L’article 24 de la loi du 6 juillet 1989 dispose que lorsque les obligations résultant d’un contrat de location conclu en application du présent titre sont garanties par un cautionnement, le commandement de payer est signifié à la caution dans un délai de quinze jours à compter de sa signification au locataire, à défaut, la caution ne pouvant être tenue au paiement des pénalités ou des intérêts de retard.
Page
En l’espèce, Madame [P] [X] s’est portée caution pour le paiement des loyers, charges et indemnités d’occupation dues par la locataire, pour la durée du bail initial et de son éventuel renouvellement jusqu’au 2 décembre 2028 dans la limite de 950 euros par mois. Cet engagement respecte formellement les exigences prescrites par l’article 22-1.

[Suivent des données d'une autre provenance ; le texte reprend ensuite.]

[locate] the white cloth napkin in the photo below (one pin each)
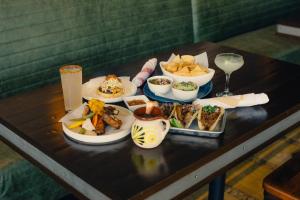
(145, 72)
(244, 100)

En conséquence, il convient de faire droit aux demandes à l’encontre de la caution.
Par ailleurs, le commandement de payer du 25 avril 2024 a été régulièrement dénoncé à Madame [P] [X] le 2 mai 2023.
Par conséquent, il convient de condamner Madame [P] [X] à payer au bailleur 5468 euros avec intérêts au taux légal à compter du 25 avril 2024 sur la somme de 2458 euros et du présent jugement sur le surplus, celle-ci étant tenue solidairement avec la locataire
Sur les demandes accessoires :
En application des dispositions des articles 696 et suivants du code de procédure civile, il convient de condamner in solidum Madame [W] [R] et Madame [P] [X] aux dépens de l’instance.
Il apparaît inéquitable de laisser à la charge de Monsieur [J] [C] et Madame [E] [C] les frais irrépétibles qu’ils ont exposés dans le cadre de cette instance. Il convient donc de condamner in solidum Madame [W] [R] et Madame [P] [X] à payer à Monsieur [J] [C] et Madame [E] [C] la somme de 150 euros au titre de l’article 700 du code de procédure civile.
PAR CES MOTIFS
Le juge des contentieux de la protection, statuant en audience publique, par jugement réputé contradictoire en premier ressort, rendu par mise à disposition au greffe le jour de son délibéré,
CONDAMNE Madame [W] [R] à payer à Monsieur [J] [C] et Madame [E] [C] la somme de 5468 euros au titre des loyers et charges arrêtés au 1er février 2025, dépôt de garantie déduit, avec intérêts au taux légal à compter du 25 avril 2024 sur la somme de 2458 et du présent jugement sur le surplus,
CONDAMNE Madame [P] [X] solidairement avec Madame [W] [R], dans la limite de son engagement de caution, au paiement des sommes dues au baille arrêté au 1er février 2025, soit 5468 euros avec intérêts au taux légal à compter du 25 avril 2024 sur la somme de 2458 et du présent jugement sur le surplus,
CONDAMNE in solidum Madame [W] [R] et Madame [P] [X] à payer à Monsieur [J] [C] et Madame [E] [C] la somme de 150 euros au titre de l’article 700 du code de procédure civile,
CONDAMNE in solidum Madame [W] [R] et Madame [P] [X] aux dépens de l’instance.